« L’innovation ne peut venir que des exclus »
En 2013, Philippe Parmentier lance en Colombie et en Espagne un projet d’impression 3D de prothèses pour les enfants handicapés. Depuis, le fab lab solidaire Utopia Maker a fait du chemin, s’inscrivant avec succès dans l’économie des communs et démontrant que les personnes en marge de la société sont celles qui ont le plus envie de faire bouger les lignes.
Émanciper les individus par le libre accès aux savoirs.
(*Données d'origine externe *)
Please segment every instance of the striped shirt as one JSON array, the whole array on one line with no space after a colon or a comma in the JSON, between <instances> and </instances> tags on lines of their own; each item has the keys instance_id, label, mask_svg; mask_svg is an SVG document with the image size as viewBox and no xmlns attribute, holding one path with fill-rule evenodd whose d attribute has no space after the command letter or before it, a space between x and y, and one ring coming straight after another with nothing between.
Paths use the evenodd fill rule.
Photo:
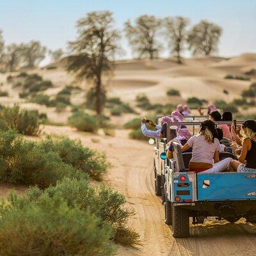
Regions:
<instances>
[{"instance_id":1,"label":"striped shirt","mask_svg":"<svg viewBox=\"0 0 256 256\"><path fill-rule=\"evenodd\" d=\"M192 147L192 158L190 162L207 163L212 164L213 157L216 151L220 150L220 141L216 138L214 142L209 143L204 135L195 135L187 142Z\"/></svg>"}]
</instances>

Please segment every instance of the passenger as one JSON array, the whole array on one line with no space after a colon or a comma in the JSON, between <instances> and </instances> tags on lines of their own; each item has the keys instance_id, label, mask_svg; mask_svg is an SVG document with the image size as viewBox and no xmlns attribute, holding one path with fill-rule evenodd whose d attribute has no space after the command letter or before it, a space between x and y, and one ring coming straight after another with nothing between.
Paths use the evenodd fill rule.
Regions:
<instances>
[{"instance_id":1,"label":"passenger","mask_svg":"<svg viewBox=\"0 0 256 256\"><path fill-rule=\"evenodd\" d=\"M166 144L166 148L168 148L167 150L167 157L169 159L171 159L173 158L173 146L172 146L172 143L173 141L177 141L181 145L185 145L187 141L191 138L191 134L189 132L189 131L187 128L181 128L178 130L177 132L177 136L174 139L170 141L167 144ZM191 152L189 150L190 148L189 148L188 150L186 152Z\"/></svg>"},{"instance_id":2,"label":"passenger","mask_svg":"<svg viewBox=\"0 0 256 256\"><path fill-rule=\"evenodd\" d=\"M223 131L221 128L216 128L217 131L217 139L219 140L220 150L220 153L223 153L227 151L227 147L222 143L222 141L223 140Z\"/></svg>"},{"instance_id":3,"label":"passenger","mask_svg":"<svg viewBox=\"0 0 256 256\"><path fill-rule=\"evenodd\" d=\"M221 115L218 111L213 111L209 114L209 118L212 121L221 121ZM232 141L231 132L229 131L229 127L227 124L218 124L218 127L221 128L223 131L223 137L227 138L229 141Z\"/></svg>"},{"instance_id":4,"label":"passenger","mask_svg":"<svg viewBox=\"0 0 256 256\"><path fill-rule=\"evenodd\" d=\"M182 113L184 116L188 116L191 115L190 109L188 105L183 105L183 112Z\"/></svg>"},{"instance_id":5,"label":"passenger","mask_svg":"<svg viewBox=\"0 0 256 256\"><path fill-rule=\"evenodd\" d=\"M176 111L179 112L181 115L182 115L182 112L184 111L183 105L182 104L179 104L177 106Z\"/></svg>"},{"instance_id":6,"label":"passenger","mask_svg":"<svg viewBox=\"0 0 256 256\"><path fill-rule=\"evenodd\" d=\"M154 138L159 139L160 138L160 132L162 129L162 126L164 123L172 122L172 119L169 116L163 116L161 120L161 125L156 124L152 120L146 119L145 118L141 118L141 132L146 137ZM146 123L148 123L150 125L154 127L156 131L149 130L146 126Z\"/></svg>"},{"instance_id":7,"label":"passenger","mask_svg":"<svg viewBox=\"0 0 256 256\"><path fill-rule=\"evenodd\" d=\"M192 158L189 164L189 172L217 173L228 168L231 157L220 161L220 141L217 139L215 124L210 120L202 122L198 135L191 137L182 147L182 152L192 147Z\"/></svg>"},{"instance_id":8,"label":"passenger","mask_svg":"<svg viewBox=\"0 0 256 256\"><path fill-rule=\"evenodd\" d=\"M232 125L232 129L234 130ZM253 120L245 121L241 131L242 150L238 161L232 160L231 167L237 172L256 172L256 122Z\"/></svg>"}]
</instances>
C’est pour incarner l’esprit libertaire des pionniers d’Internet que Philippe Parmentier lance en 2013 « Matérialisation 3D Madrid ». Un projet mené conjointement à Madrid en Espagne et… en Colombie, où une petite ville en périphérie de Bogotá porte le même nom que la capitale espagnole. Pourquoi ces deux pays ? « Parce que j’aime bien bouger, répond l’autodidacte, bottant en touche. On faisait découvrir l’impression 3D aux enfants, on inventait des modèles dans une ville et on les matérialisait à distance dans l’autre ville. »
La classe colombienne va lui permettre de mettre en pratique ses idéaux. L’un des élèves étant amputé d’un bras en raison d’un accident du travail, ses camarades décident de lui fabriquer eux-mêmes une prothèse. Ils téléchargent sur Internet les plans d’un modèle en open source et l’impriment en 3D. Ce petit exploit fait la une des médias colombiens. Résultat, les demandes des familles d’enfants handicapés commencent à affluer. Et pour cause : en Colombie, la guerre avec les Farc a transformé certaines zones du pays en champs de mines qui font des milliers de victimes et dont les survivants se retrouvent handicapés.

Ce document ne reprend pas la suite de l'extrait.